I honestly doubt that the zones conecpt will be really useful for cbr or
2pass (except for credits, but for credits handling it's not really needed).
Forcing certain frametypes (especially I-frames) might be useful soemtimes,
but an application of this should be rather limited. Also zones don't make
much sense for cbr: cbr-modes are mostly designed for and used in real-time
applications or capturing. Both these applications are characterized by the
fact that the user has no knowledge about the content to be encoded in
advance. So user selectable zones make no sense.

Something similar is true for 2pass. The user also does not know much about
the quality of a 2pass encode after only the first pass has finished. The
first-pass usually looks quite good (because it's a quant 2 encode), so
weighting certain scenes and giving them more bits for the second pass is
just guessing, may not reflect actual needs and may give bad results.

So I'd rather suggest the following: Remove the zones option from vfw and
instead create an own small application out of it. Leave the normal 2pass
algorithm but add support to write second pass statistics (quantizer/bits
distribution) into the stats file as well. Then such a stats file could be
opened with our new application after both first and second pass have been
finished.

The application opens the stats file and displays the second pass bit 
distribution as a simple graph. The user could watch the result of his
second pass and search for "bad looking" scenes. Using the apllication, he
could then assign more bits to difficult/bad looking scenes and less to
very good looking ones. So he could manually refine the bit distribution.
Once the user has finished, the application stores the refined bit
distribution scheme into the stats file again.

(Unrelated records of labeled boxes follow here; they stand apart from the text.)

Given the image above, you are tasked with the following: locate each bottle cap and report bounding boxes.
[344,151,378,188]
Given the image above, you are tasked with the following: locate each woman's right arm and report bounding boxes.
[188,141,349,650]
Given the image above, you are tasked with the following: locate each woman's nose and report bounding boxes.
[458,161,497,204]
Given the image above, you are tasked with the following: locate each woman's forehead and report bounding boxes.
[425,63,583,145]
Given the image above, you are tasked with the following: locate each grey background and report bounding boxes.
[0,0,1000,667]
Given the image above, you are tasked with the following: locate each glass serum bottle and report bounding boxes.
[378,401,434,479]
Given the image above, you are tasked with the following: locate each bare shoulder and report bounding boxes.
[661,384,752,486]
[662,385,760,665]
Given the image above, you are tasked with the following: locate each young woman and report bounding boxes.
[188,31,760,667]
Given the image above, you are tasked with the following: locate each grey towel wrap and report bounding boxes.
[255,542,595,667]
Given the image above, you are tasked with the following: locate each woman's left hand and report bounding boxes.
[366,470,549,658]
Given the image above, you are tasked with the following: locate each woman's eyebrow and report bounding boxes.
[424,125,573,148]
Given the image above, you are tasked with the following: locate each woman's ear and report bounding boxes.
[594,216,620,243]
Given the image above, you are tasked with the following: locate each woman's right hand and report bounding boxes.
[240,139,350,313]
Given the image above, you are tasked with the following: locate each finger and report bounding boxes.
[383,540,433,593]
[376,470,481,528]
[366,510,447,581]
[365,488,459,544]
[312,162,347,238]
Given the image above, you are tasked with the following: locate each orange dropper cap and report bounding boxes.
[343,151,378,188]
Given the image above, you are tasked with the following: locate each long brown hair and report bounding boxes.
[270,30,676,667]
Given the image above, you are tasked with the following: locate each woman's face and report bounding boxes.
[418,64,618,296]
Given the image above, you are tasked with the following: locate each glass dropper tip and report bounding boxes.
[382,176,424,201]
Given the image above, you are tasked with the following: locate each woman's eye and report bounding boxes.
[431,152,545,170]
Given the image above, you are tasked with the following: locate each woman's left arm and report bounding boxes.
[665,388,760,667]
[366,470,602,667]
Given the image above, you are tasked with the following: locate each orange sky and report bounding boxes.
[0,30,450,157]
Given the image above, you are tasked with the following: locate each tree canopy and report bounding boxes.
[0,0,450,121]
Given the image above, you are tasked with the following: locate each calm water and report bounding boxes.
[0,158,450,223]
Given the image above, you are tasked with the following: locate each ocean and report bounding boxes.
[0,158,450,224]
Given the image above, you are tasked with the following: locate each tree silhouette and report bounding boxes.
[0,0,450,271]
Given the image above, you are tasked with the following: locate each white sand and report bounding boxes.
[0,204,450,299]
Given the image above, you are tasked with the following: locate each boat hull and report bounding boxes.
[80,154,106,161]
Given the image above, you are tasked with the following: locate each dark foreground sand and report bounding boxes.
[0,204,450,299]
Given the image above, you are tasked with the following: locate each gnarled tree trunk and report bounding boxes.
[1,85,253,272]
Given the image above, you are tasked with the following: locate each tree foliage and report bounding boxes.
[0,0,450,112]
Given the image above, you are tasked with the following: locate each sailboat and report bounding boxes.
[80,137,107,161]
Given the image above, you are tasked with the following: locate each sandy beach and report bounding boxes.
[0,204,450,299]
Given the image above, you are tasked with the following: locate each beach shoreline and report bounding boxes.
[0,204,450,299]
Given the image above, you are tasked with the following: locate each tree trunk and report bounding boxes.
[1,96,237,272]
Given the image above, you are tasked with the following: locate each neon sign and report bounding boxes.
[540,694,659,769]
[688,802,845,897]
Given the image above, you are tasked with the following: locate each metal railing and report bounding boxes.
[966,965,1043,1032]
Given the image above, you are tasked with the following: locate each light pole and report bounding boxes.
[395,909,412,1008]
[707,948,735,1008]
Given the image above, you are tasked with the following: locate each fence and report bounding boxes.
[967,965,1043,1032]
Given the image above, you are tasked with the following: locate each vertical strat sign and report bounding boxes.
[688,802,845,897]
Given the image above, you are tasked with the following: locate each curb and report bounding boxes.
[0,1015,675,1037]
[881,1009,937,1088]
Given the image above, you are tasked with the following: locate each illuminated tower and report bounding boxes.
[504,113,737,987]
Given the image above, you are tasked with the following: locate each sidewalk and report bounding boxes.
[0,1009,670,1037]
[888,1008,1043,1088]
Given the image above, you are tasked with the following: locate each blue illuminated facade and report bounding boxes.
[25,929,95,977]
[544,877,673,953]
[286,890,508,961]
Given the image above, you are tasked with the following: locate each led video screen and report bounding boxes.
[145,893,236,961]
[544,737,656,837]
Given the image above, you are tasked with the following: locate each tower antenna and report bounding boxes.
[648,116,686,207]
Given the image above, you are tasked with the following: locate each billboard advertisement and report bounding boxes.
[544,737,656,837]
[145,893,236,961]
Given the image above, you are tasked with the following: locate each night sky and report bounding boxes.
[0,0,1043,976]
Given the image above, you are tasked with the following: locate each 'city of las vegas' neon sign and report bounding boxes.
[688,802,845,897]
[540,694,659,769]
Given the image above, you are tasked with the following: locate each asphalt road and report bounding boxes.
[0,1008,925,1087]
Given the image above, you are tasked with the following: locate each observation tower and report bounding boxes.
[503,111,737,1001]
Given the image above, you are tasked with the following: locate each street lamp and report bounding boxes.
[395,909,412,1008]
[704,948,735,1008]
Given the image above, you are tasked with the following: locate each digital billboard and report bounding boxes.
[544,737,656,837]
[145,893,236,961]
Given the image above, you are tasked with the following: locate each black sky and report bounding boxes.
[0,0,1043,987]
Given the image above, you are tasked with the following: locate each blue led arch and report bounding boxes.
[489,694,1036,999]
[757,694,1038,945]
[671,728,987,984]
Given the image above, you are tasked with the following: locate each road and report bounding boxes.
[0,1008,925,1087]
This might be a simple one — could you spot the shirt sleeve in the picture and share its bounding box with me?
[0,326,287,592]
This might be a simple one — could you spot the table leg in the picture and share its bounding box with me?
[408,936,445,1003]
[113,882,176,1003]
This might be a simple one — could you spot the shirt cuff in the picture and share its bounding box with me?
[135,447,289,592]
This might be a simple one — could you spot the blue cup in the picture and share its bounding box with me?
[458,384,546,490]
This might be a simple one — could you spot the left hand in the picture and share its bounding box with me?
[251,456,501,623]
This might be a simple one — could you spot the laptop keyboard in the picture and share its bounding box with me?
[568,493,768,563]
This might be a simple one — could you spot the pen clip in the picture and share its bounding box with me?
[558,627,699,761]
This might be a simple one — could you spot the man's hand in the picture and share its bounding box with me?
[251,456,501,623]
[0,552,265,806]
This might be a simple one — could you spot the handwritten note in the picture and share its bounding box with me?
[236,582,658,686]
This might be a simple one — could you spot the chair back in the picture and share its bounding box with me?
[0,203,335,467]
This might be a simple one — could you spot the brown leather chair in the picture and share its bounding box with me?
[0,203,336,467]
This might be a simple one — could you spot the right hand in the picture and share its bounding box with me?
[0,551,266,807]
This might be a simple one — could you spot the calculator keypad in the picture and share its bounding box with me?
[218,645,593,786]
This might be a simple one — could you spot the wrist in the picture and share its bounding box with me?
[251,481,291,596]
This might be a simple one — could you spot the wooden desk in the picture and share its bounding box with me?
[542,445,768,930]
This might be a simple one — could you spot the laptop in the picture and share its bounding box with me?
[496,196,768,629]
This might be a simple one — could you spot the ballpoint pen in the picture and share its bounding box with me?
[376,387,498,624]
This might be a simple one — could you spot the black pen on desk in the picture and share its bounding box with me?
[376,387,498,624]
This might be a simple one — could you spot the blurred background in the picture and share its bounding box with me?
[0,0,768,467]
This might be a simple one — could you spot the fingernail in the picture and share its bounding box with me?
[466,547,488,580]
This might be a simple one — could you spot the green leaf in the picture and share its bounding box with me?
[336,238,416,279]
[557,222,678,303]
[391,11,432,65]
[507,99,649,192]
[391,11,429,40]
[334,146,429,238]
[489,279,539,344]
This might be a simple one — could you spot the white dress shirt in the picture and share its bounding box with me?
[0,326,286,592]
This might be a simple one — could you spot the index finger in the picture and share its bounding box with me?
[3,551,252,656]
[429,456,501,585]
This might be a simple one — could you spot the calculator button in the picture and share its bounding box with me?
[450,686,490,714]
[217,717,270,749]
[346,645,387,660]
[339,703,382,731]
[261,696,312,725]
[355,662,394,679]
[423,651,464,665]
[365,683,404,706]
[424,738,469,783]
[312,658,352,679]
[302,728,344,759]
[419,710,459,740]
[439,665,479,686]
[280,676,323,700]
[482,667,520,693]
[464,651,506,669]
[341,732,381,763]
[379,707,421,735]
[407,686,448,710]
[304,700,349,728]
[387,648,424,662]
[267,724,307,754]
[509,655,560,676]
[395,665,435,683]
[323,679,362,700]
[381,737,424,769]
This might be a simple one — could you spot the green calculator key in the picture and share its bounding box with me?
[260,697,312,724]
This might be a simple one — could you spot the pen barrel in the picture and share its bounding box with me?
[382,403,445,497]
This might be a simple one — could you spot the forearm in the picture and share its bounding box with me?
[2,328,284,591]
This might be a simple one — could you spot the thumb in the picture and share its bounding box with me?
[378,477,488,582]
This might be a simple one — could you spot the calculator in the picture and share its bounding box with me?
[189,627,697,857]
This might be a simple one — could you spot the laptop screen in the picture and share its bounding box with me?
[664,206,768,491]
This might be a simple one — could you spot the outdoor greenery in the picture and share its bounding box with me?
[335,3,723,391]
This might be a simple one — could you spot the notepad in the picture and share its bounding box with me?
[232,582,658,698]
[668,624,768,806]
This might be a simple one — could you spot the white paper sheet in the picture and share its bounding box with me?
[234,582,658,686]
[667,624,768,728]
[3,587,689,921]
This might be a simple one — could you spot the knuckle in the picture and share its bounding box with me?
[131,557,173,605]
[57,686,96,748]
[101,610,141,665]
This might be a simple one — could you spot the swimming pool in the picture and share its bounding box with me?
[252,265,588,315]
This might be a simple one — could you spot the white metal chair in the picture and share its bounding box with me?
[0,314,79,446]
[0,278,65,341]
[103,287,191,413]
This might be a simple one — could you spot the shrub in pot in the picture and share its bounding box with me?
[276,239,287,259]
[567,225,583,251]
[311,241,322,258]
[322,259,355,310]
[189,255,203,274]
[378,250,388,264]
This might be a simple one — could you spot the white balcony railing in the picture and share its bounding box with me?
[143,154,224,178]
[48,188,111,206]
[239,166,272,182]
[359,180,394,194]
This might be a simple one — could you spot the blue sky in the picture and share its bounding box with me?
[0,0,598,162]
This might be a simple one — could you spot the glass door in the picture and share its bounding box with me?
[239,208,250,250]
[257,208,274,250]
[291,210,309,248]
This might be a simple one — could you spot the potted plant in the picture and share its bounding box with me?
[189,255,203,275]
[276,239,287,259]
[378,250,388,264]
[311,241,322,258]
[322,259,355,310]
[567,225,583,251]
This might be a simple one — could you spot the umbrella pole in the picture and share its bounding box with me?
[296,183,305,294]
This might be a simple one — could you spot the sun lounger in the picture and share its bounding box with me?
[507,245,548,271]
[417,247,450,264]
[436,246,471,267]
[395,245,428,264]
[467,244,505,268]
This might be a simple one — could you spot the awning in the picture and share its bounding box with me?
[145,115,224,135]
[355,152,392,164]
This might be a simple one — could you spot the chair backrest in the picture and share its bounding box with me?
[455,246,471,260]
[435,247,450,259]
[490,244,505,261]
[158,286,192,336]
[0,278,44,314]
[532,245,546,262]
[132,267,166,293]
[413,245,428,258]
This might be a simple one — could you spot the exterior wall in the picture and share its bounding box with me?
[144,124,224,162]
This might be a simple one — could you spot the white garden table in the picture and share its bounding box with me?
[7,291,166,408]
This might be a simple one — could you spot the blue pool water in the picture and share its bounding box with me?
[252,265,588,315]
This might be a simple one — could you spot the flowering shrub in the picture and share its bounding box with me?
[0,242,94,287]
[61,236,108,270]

Now the user could perform a third-pass encoding where the XVID encoder
would exactly respect the user refined bit distribution. Since we've
collected useful information during the second pass already and because
the user-refined bit distribution shouldn't be too different from the
original 2pass distribution, the encoder should be able to respect the user
distribution with pretty high accuracy.

So to sum it up: we could turn our current 2pass system into a 2pass plus
optional third-pass encoding process. And this third-pass could really
bring an improvement because it does not rely on mathematic error metrics
but on real human viewing impressions. So I think this could be a valuable
application for a zone-like concept while not being very difficult to
implement and not adding too much of a computational overhead.